As a revision and editing obsessive, I welcome this book – with, unsurprisingly, a few minor notes!
I was delighted with this book, but I was also relieved when it hit the middle point and started to deal with some works that were written during the authors’ mid-career periods. Up to this point, Revisionaries had mainly dealt with juvenilia or books that were not completed because the author died; no real mystery there, and less opportunities to relate the stories of these books to the concept of revision, as they were not really revised (though the author does point out where Austen and Alcott’s juvenilia informed their later novels).

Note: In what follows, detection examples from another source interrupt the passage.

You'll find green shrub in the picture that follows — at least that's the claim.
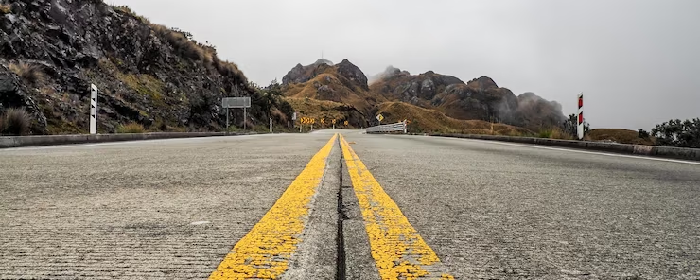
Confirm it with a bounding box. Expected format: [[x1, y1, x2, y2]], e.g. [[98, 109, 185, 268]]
[[117, 122, 146, 133], [651, 118, 700, 148], [0, 109, 31, 135]]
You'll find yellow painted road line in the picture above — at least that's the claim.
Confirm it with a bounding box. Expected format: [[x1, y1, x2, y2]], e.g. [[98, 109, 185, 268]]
[[340, 136, 454, 279], [209, 134, 338, 279]]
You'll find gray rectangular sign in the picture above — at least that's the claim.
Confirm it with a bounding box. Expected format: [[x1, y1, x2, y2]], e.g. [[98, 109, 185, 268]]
[[221, 96, 250, 109]]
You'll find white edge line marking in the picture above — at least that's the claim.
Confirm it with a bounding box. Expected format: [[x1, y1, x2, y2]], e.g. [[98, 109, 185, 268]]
[[0, 133, 272, 152], [445, 137, 700, 165], [531, 145, 700, 165]]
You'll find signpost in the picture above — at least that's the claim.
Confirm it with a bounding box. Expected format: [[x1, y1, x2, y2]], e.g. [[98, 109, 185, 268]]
[[577, 93, 586, 140], [377, 113, 384, 125], [90, 84, 97, 134], [221, 96, 251, 132]]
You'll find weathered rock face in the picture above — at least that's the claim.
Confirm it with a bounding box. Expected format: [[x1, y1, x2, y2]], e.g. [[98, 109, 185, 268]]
[[0, 0, 290, 133], [370, 67, 564, 130], [282, 59, 333, 85], [338, 59, 369, 90]]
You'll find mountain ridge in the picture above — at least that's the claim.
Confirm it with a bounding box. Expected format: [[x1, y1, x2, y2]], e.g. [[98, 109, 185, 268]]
[[283, 59, 566, 130]]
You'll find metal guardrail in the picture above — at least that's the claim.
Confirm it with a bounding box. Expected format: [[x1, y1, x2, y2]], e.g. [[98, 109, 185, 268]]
[[365, 122, 408, 133]]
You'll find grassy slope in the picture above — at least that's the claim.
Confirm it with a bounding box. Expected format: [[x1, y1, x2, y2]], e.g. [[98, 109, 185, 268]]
[[379, 102, 533, 136], [587, 129, 656, 145]]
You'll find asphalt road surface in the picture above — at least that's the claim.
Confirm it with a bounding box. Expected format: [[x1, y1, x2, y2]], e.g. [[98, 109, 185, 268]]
[[0, 130, 700, 279]]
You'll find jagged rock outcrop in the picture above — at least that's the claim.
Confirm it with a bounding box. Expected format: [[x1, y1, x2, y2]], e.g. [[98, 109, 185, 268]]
[[0, 0, 291, 133], [370, 67, 565, 130]]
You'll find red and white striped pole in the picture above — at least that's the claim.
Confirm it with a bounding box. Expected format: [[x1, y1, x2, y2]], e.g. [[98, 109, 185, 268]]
[[577, 93, 585, 140]]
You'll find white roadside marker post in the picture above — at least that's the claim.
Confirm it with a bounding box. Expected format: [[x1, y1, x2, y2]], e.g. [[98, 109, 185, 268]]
[[90, 84, 97, 134], [577, 93, 586, 140]]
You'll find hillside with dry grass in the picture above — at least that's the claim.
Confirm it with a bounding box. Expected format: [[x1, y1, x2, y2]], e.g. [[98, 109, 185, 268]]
[[586, 129, 656, 146], [0, 0, 291, 134], [282, 59, 386, 127], [370, 67, 565, 130], [379, 101, 533, 136], [283, 60, 565, 135]]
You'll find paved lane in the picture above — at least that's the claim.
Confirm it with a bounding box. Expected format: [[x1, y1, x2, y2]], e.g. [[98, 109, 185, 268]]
[[343, 132, 700, 279], [0, 133, 332, 279]]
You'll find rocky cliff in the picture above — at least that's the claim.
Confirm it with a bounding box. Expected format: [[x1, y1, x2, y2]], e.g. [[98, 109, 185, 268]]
[[0, 0, 291, 134]]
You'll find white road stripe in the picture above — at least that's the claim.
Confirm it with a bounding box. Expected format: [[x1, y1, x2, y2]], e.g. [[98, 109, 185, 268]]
[[0, 134, 270, 152], [532, 146, 700, 165], [445, 138, 700, 165]]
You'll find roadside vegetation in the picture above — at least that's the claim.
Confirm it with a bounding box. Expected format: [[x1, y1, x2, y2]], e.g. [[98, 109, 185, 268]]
[[117, 122, 146, 133], [651, 118, 700, 148]]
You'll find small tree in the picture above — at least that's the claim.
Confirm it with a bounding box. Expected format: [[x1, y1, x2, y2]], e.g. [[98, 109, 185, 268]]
[[564, 114, 591, 139], [651, 118, 700, 148]]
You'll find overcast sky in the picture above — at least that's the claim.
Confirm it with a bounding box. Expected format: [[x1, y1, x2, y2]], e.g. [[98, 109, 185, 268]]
[[112, 0, 700, 129]]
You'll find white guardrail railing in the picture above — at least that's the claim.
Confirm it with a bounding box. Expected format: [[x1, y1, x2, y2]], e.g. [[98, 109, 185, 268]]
[[365, 122, 408, 133]]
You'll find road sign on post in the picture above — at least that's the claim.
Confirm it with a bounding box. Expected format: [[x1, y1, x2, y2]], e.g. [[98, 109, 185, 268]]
[[221, 96, 251, 132], [576, 93, 586, 140], [90, 84, 97, 134]]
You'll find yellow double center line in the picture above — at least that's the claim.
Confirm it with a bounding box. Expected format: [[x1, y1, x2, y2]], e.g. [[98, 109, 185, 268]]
[[209, 134, 338, 279], [340, 137, 454, 279], [209, 134, 454, 279]]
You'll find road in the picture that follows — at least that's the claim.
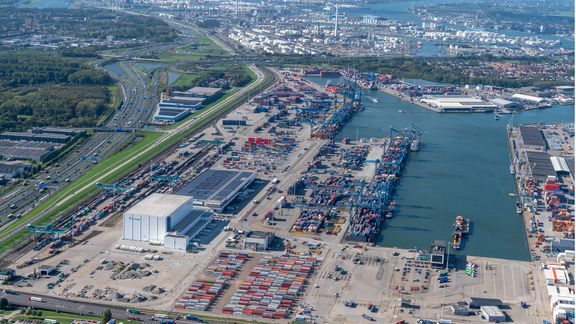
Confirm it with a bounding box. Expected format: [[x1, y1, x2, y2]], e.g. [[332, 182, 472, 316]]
[[0, 291, 153, 322], [0, 63, 159, 240]]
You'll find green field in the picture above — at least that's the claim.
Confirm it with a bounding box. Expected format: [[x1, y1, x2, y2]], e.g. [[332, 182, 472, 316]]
[[0, 132, 162, 252], [13, 311, 101, 324], [0, 66, 274, 252], [172, 72, 200, 87], [155, 35, 229, 62]]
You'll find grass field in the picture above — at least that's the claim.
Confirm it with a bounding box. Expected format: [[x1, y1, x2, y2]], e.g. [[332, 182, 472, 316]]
[[156, 35, 229, 62], [0, 66, 273, 252], [14, 311, 101, 324], [0, 132, 162, 252], [172, 72, 200, 87]]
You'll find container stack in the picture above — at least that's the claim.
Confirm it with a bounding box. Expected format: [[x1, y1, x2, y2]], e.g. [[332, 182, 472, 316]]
[[175, 251, 248, 311], [346, 137, 412, 242], [223, 256, 316, 319], [176, 279, 228, 311]]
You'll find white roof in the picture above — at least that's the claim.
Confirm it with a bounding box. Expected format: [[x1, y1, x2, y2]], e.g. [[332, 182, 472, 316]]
[[550, 156, 570, 172], [480, 306, 504, 316], [512, 93, 544, 102], [126, 193, 192, 218]]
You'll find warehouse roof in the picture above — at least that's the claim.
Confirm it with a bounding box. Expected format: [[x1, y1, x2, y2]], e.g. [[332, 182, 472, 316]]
[[170, 208, 212, 234], [178, 169, 255, 206], [550, 156, 570, 173], [402, 79, 451, 87], [156, 107, 190, 117], [468, 297, 504, 308], [512, 93, 544, 103], [186, 87, 222, 97], [520, 126, 546, 147], [564, 156, 574, 178], [126, 193, 192, 217], [526, 151, 556, 180]]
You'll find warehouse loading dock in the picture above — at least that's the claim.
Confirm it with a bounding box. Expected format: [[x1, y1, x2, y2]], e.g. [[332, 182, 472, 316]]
[[178, 169, 256, 212], [123, 193, 212, 246]]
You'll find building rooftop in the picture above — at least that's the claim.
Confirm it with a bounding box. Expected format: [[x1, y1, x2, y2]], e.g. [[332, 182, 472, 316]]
[[482, 306, 504, 316], [186, 87, 222, 97], [178, 169, 254, 205], [126, 193, 192, 218], [519, 126, 546, 147], [468, 297, 504, 308], [526, 151, 556, 180], [246, 231, 274, 239], [170, 208, 212, 234], [402, 79, 451, 87]]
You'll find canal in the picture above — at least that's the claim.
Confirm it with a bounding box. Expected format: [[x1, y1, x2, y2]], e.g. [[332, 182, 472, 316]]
[[311, 78, 574, 260]]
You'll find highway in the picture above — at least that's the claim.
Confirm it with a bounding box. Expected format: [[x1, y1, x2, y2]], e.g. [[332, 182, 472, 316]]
[[0, 63, 159, 240], [0, 291, 148, 322]]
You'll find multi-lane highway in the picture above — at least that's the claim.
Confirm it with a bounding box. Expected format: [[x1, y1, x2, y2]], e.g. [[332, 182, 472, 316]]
[[0, 64, 158, 235]]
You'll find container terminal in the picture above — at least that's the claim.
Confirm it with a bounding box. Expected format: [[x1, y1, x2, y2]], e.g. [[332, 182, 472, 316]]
[[0, 69, 573, 323], [507, 124, 574, 322]]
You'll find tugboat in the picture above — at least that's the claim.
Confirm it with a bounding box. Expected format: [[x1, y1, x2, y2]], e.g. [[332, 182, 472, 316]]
[[452, 216, 470, 250]]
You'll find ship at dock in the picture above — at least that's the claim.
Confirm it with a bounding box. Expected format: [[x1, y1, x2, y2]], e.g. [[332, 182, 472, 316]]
[[452, 216, 470, 250], [410, 138, 420, 152]]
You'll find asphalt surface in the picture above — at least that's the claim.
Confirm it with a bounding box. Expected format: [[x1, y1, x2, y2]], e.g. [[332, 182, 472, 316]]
[[0, 291, 154, 322], [0, 63, 159, 238]]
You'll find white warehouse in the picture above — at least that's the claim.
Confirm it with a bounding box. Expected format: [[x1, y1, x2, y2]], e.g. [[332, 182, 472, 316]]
[[123, 193, 212, 250]]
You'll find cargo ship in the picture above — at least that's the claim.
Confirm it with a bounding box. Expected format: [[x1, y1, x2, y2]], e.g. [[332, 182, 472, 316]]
[[452, 216, 470, 250], [410, 139, 420, 152]]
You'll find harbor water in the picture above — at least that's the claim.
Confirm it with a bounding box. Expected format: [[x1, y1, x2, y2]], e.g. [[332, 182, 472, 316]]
[[311, 78, 574, 260]]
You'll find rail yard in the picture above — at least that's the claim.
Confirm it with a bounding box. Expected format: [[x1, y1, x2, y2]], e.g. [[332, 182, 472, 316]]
[[4, 70, 564, 323]]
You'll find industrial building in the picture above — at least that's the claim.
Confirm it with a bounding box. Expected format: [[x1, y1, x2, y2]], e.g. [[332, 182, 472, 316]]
[[0, 132, 71, 144], [0, 163, 28, 180], [180, 87, 223, 98], [0, 140, 55, 161], [0, 268, 16, 282], [510, 93, 546, 105], [489, 98, 522, 112], [450, 303, 470, 316], [526, 151, 557, 181], [401, 79, 456, 94], [154, 87, 222, 123], [480, 306, 506, 323], [518, 126, 546, 151], [420, 96, 498, 112], [123, 193, 212, 250], [154, 107, 191, 123], [243, 231, 274, 251], [178, 169, 256, 212]]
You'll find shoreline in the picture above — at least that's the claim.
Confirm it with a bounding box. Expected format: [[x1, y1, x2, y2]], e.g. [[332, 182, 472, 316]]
[[377, 88, 442, 113], [506, 124, 536, 262]]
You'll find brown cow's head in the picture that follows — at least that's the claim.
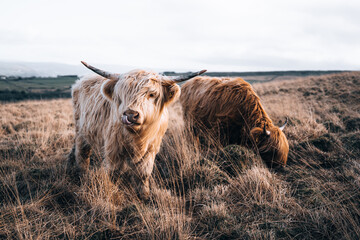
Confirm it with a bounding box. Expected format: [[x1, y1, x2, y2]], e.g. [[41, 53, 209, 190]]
[[82, 62, 205, 132], [250, 120, 289, 166]]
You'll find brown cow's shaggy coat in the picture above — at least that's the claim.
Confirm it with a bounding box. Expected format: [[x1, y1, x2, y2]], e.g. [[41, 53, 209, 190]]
[[69, 70, 180, 198], [180, 77, 289, 165]]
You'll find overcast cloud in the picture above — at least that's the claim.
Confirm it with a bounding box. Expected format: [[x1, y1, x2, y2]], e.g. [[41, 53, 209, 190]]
[[0, 0, 360, 71]]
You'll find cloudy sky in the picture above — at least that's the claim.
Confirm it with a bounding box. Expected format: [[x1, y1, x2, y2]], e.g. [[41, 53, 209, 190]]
[[0, 0, 360, 71]]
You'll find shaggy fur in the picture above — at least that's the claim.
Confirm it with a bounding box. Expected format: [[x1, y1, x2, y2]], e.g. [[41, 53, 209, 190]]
[[69, 70, 180, 198], [180, 77, 289, 166]]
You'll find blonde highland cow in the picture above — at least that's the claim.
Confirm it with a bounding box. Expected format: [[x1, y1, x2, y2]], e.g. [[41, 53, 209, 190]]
[[68, 62, 204, 199]]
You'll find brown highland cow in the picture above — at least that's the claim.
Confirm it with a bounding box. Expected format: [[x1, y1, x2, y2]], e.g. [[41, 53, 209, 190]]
[[68, 62, 204, 198], [180, 77, 289, 166]]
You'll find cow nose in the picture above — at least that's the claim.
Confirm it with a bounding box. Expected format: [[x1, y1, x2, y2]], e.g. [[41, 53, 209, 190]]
[[124, 110, 140, 123]]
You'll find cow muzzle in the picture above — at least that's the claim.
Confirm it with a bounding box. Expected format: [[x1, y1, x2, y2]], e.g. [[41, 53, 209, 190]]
[[121, 110, 141, 126]]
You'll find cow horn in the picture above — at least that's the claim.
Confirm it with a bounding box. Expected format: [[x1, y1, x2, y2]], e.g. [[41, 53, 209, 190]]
[[81, 61, 119, 80], [279, 118, 288, 131], [172, 70, 207, 82], [264, 123, 270, 136]]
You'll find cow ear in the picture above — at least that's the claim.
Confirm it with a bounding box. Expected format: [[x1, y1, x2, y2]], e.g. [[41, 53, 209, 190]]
[[163, 83, 180, 105], [101, 79, 116, 101]]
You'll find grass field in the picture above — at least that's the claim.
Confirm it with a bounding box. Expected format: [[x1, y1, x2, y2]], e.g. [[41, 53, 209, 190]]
[[0, 72, 360, 239]]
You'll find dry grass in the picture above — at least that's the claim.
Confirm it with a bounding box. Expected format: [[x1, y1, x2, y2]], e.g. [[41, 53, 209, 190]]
[[0, 73, 360, 239]]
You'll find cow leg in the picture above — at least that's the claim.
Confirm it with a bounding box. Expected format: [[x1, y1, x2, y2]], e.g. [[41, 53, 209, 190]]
[[75, 135, 91, 174], [129, 153, 155, 200]]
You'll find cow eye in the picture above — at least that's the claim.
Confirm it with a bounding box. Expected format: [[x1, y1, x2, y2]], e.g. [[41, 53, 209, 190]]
[[149, 92, 156, 98]]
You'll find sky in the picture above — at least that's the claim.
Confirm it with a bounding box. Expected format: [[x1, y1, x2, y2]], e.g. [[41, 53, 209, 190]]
[[0, 0, 360, 71]]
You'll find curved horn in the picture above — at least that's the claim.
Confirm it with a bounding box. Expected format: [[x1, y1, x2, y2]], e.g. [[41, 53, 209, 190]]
[[279, 117, 288, 131], [81, 61, 119, 80], [264, 123, 270, 136], [173, 70, 207, 82]]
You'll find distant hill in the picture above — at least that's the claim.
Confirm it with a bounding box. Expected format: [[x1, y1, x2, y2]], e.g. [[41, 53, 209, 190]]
[[0, 61, 133, 78]]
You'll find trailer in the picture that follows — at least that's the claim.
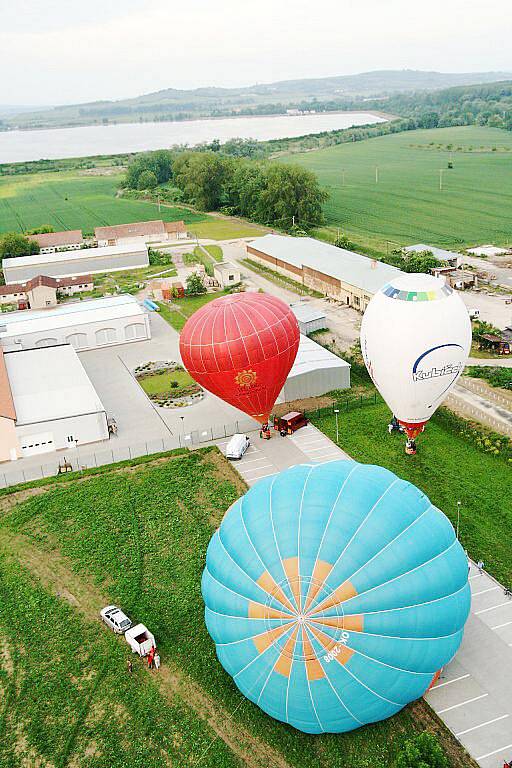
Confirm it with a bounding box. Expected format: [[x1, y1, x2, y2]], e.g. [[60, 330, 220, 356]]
[[124, 624, 156, 656]]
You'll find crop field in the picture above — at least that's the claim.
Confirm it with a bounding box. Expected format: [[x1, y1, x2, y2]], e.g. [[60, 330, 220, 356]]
[[0, 169, 264, 240], [289, 126, 512, 251], [312, 403, 512, 587], [0, 449, 467, 768]]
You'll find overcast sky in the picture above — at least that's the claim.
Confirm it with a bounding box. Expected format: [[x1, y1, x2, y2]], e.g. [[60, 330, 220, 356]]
[[0, 0, 512, 105]]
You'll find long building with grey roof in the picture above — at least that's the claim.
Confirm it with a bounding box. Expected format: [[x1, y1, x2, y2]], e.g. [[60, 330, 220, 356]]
[[247, 235, 403, 312]]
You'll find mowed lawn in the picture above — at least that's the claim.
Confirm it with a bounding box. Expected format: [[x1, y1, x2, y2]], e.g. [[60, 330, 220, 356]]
[[0, 171, 264, 240], [312, 404, 512, 587], [289, 126, 512, 249], [0, 449, 466, 768]]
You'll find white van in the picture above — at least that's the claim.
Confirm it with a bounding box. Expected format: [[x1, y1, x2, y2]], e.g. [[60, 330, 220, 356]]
[[226, 435, 251, 459]]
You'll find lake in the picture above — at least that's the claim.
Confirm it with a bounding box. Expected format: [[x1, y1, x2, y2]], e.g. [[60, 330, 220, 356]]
[[0, 112, 385, 163]]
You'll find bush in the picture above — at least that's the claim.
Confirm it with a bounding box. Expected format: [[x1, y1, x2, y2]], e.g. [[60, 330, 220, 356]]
[[396, 731, 448, 768]]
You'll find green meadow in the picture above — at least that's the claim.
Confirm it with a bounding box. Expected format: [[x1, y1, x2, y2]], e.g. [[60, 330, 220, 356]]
[[289, 126, 512, 251]]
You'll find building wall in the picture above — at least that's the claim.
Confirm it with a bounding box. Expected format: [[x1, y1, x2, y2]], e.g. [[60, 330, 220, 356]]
[[279, 365, 350, 403], [16, 411, 109, 459], [2, 314, 151, 352], [0, 416, 21, 461], [3, 248, 149, 284]]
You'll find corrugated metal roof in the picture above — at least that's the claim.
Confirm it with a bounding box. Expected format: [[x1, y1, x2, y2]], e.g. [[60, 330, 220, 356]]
[[404, 243, 462, 261], [4, 344, 105, 426], [288, 334, 350, 379], [2, 244, 147, 269], [249, 235, 404, 293], [0, 294, 145, 339]]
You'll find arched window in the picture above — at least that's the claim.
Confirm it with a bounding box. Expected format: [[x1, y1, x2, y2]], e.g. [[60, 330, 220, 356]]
[[96, 328, 117, 346]]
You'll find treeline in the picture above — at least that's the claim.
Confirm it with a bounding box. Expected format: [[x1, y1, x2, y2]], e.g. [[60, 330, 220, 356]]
[[124, 149, 327, 231], [367, 82, 512, 131]]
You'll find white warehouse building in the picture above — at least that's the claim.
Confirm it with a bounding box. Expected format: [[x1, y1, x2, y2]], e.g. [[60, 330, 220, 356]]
[[0, 344, 109, 461], [0, 294, 151, 351], [278, 334, 350, 403], [2, 243, 149, 285]]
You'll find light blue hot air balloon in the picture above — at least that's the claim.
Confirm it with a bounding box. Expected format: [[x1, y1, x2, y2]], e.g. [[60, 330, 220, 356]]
[[202, 461, 470, 733]]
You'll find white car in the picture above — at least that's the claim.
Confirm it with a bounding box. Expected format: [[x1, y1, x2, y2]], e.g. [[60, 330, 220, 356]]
[[100, 605, 132, 635], [226, 434, 251, 460]]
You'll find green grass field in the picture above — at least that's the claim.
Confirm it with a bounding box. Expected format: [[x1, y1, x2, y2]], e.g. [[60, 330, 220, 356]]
[[289, 126, 512, 252], [0, 449, 467, 768], [0, 169, 268, 240]]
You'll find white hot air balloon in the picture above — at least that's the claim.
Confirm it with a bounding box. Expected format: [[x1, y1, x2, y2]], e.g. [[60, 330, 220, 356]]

The case studies of Highsmith, Wright and Ellison – who did not die before their tricky magnum opuses were complete or published, like Wallace, Baldwin and Plath – were of greater interest to me. These authors were writing their unpublished novels mid-career, but in many cases, the subject matter they were covering was simply too spicy (lesbianism, racism, police brutality) and out of step with the times. In many cases, these stories are less about revision than authors dealing with the waning of their talents while suffering from addiction or depression, and/or biting off more than they could chew.
With Sylvia Plath, one can’t help but think that the solution for her would be to have married a rich man who mucked in with the kids. I found the Plath section a bit disappointing, not least because it’s so sad but because some of the content from her burned book Falcon Yard is surely in the short story Stone Boy with Dolphin, which the author doesn’t mention, even though it comes closer to ‘revision’ than a lot of the examples offered here. This is not a story buried in a stack somewhere, it is in a relatively well-publicised collection from Faber that's been on the market since 1977 with a re-release in the late 90s/early noughties. There are also some weird omissions - Raymond Carver and Gordon Lish? Fitzgerald and his editor Perkins get a chapter, but not on Gatsby, where they worked well together and revised the book significantly - on a later, fragmentary work. Where's The Waste Land? We have so few examples of how revision works, it seems weird to omit three solid case studies.
Jansma is youngish – I would say that, as he’s my age – and has perhaps overestimated his profile and how much we are interested in how these themes have informed his own work. However, this shouldn’t take away from the facts: Revisionaries is playful, original and possibly a cure for writer’s block. And who wouldn’t want that?